Why we do hard things
Expedition leader, photographer and writer Ian Finch has made a career of months-long adventures in some of the world’s most extreme conditions. He takes us back to his Fjällräven Polar experience and explains why our toughest moments might just be our greatest treasures.
Give us an overview. How would you describe Fjällräven Polar?
Fjällräven Polar is a dogsledding expedition through northern Scandinavia. It's a trip where you're in charge of your own dog team and the welfare of your dogs. It's about a 300 kilometre journey through some absolutely crazy landscapes, beautiful landscapes. It’s one of the most breathtaking things I've ever done.
It's a community experience that’s so unique that the group of people involved will be forever connected. That's the beauty of Fjällräven Polar.
Can you paint the landscape you experienced in words?
It transitioned from rolling, forested hills to huge, immense frozen lakes, where the winds whip across these lakes, ferocious and cold. We’re talking miles and miles of these frozen lakes. Then in the far distance are beautiful hills with high plateaus transitioning past huts and cabins.
I think when we learn about the environment, we care about it.
You’ve shaped your life around challenges in the outdoors.
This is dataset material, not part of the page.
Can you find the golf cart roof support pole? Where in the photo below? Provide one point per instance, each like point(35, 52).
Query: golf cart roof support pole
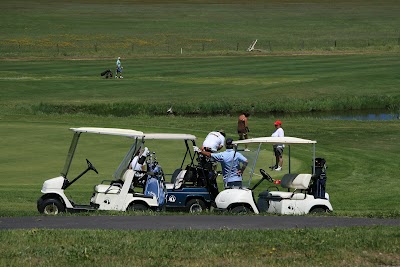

What are the particular challenges of Fjällräven Polar?
There’s a lot work to be done in potentially extremely cold temperatures. It's tiring, and that's when certain things become really exposed. It's a lesson for life, really. In the cold, the whole dynamic of adventure changes. And it’s the teamwork element that really bonds people together. There are good times, there are times when people are tired and people are what we used to call in the military ‘flashing', which is when they're biting each other a little, but it brings everybody together. It's a community experience that’s so unique that the group of people involved will be forever connected. That's the beauty of Fjällräven Polar.
What’s the value of taking on highly challenging experiences?
You can draw on experiences like Fjällräven Polar, and then take them into your life and be like, ‘If you can work in situations like that, you can work through situations in life.’ The whole trip, because it's in an extreme environment, and because it's long and challenging, you learn a lot about yourself, and that's a beautiful adventure.
Everyone learns something different at Fjällräven Polar. What was your favourite takeaway?
George (wildlife photographer, George Mckenzie Jr, Ian’s tent-mate) taught me a lot, he really did. I’m more on the serious end of adventure, but he taught me to be a little bit more humorous in those kinds of situations. One of our sayings in the Marines was, ‘Always have humour in adversity.’ For many explorers and people that go through extreme experiences, humour gets you through. It plays a huge role in keeping morale up and spirits high.
Because it's in an extreme environment, and because it's long and challenging, you learn a lot about yourself, and that's a beautiful adventure.
Outdoorsy types are always curious about what’s in each other’s packs. What items were you grateful you had with you?
Wow. The parka – game changer. Absolute game changer. I always take foam earplugs with me – that’s a good one, if it’s snowing, raining or really windy. And I had what I like to call my little bags of morale. Which are just little bags of chocolate candy which I passed around each day. It’s a little taste of home.
What about camera gear? What should burgeoning wildlife photographers be packing?
The best camera is the one you’ve got on you, whether it’s your iPhone or a larger camera. Storytelling can come from any kind of camera, but there’s one called the Fuji X-T2 which is a really, really good camera and quite small.
What’s your best storytelling advice?
One of the things I was told by a documentary filmmaker friend is that you should try and tell any story within five pictures: Start wide and then each photo comes in closer, so you have a wide establishing shot, a closer-in shot and then detail, detail, detail. Get in touch with your way of telling a story. Creativity is such a personal thing—we tend to worry what other people with think—but it’s about finding your unique voice and owning it.
Why is it so important for you to tell stories about the places you visit?
‘Cause I think when we learn about the environment, we care about it. That's why, when I experienced Fjällräven Polar and met the Sámi people, I had a much greater awareness of how important those places are. They have so much knowledge and wisdom, they share their homes and their food. What can I give back that is of equal value? That's something I always have to think hard about. The only thing I can do is to tell their stories from an authentic place, and then honour their landscape, their people, and the environment, share the stories of the fragility of their environment, and how we can change our thinking and our ways of living to help protect those places.
By Jasmine Pahl
Jasmine Pahl is a writer who loves exploring wild places in British Colombia, Canada and in the Appalachians as a backpacker and mushroom forager.